Reeves tem uma reforma pronta no bolso se quiser aproveitá-la. É isto que pretende ser o sucessor do EPL, que expira em 2030: o Mecanismo de Preços do Petróleo e Gás, que imporá encargos extraordinários quando os preços de mercado atingirem limiares mais elevados do que aqueles abaixo do EPL – 90 dólares por barril para o petróleo e 90 pence por térmica para o gás. A implementação antecipada poderia de alguma forma reprimir a raiva crescente na indústria pesada e entre os sindicatos.

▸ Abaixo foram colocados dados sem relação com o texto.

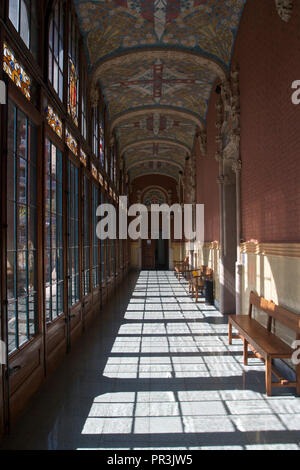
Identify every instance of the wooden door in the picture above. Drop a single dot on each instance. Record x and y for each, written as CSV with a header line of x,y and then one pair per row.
x,y
148,254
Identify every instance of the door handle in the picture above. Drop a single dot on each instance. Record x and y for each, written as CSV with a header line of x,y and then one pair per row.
x,y
13,370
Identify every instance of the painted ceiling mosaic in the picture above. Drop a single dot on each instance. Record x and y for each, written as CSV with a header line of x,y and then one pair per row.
x,y
156,126
156,152
206,26
157,79
155,168
159,57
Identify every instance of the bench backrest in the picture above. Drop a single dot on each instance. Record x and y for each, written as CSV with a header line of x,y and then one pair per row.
x,y
208,273
284,316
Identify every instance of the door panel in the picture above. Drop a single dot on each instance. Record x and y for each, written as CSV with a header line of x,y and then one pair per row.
x,y
87,308
148,254
26,373
56,342
75,319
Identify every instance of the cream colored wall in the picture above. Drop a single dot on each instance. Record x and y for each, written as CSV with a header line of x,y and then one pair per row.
x,y
176,247
135,255
272,271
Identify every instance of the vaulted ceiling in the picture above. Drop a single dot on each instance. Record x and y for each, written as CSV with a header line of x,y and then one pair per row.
x,y
156,62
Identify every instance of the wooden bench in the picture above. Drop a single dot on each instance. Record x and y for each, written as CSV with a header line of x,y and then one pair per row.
x,y
264,343
192,273
198,282
180,267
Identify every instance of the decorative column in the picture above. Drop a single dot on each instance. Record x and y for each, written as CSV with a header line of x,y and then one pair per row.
x,y
237,168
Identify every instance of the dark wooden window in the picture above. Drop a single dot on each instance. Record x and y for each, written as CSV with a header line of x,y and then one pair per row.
x,y
22,228
73,70
84,105
86,236
56,49
73,234
96,264
53,233
103,248
95,131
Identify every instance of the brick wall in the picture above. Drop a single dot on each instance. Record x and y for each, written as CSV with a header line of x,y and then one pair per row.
x,y
207,174
267,51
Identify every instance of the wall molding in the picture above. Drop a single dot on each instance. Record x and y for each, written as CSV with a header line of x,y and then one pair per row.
x,y
211,246
284,9
288,250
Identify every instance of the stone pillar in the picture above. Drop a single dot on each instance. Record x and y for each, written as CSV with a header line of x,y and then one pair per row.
x,y
237,168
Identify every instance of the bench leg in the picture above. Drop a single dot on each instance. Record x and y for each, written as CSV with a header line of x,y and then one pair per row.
x,y
245,352
269,376
230,333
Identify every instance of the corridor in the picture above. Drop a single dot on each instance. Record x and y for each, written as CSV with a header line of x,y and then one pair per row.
x,y
155,371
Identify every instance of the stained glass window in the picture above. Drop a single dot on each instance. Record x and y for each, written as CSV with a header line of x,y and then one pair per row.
x,y
103,248
95,131
24,16
73,92
16,72
96,263
86,236
73,235
71,142
73,88
56,49
53,230
54,121
22,224
94,172
101,142
84,104
83,157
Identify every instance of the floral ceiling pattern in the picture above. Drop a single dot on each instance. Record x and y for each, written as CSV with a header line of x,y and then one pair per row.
x,y
158,57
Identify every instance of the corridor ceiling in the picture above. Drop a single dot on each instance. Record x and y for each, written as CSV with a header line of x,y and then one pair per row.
x,y
157,61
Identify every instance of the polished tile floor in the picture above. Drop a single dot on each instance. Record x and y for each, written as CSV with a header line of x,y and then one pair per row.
x,y
155,372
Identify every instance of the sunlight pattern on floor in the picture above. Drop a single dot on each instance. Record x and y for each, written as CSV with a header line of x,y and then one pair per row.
x,y
179,383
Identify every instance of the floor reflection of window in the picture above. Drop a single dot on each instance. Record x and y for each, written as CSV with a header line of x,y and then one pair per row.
x,y
177,384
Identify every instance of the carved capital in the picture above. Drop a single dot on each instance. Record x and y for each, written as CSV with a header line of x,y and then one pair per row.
x,y
202,136
94,96
237,166
284,9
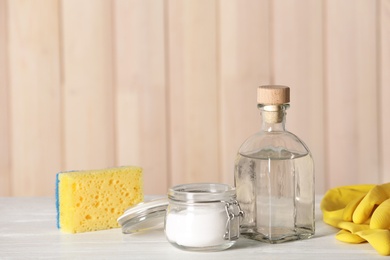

Em vez de clareza na reunião de Reeves com os chefes do petróleo e do gás na quarta-feira, veio esta declaração enigmática de uma fonte governamental: “O Chanceler deixou claro para a indústria que quer que o EPL acabe. Ele fez essa promessa e mantém essa promessa. Na verdade, era um compromisso que ele queria assumir esta semana. Mas a crise no Médio Oriente teve consequências em tempo real sobre os preços do petróleo e do gás e é certo que respondamos a isso”.
O que significa “chegar ao fim”? Acha que o EPL definitivamente chegará mais cedo quando os preços caírem? Agora é melhor dizer isso em voz alta.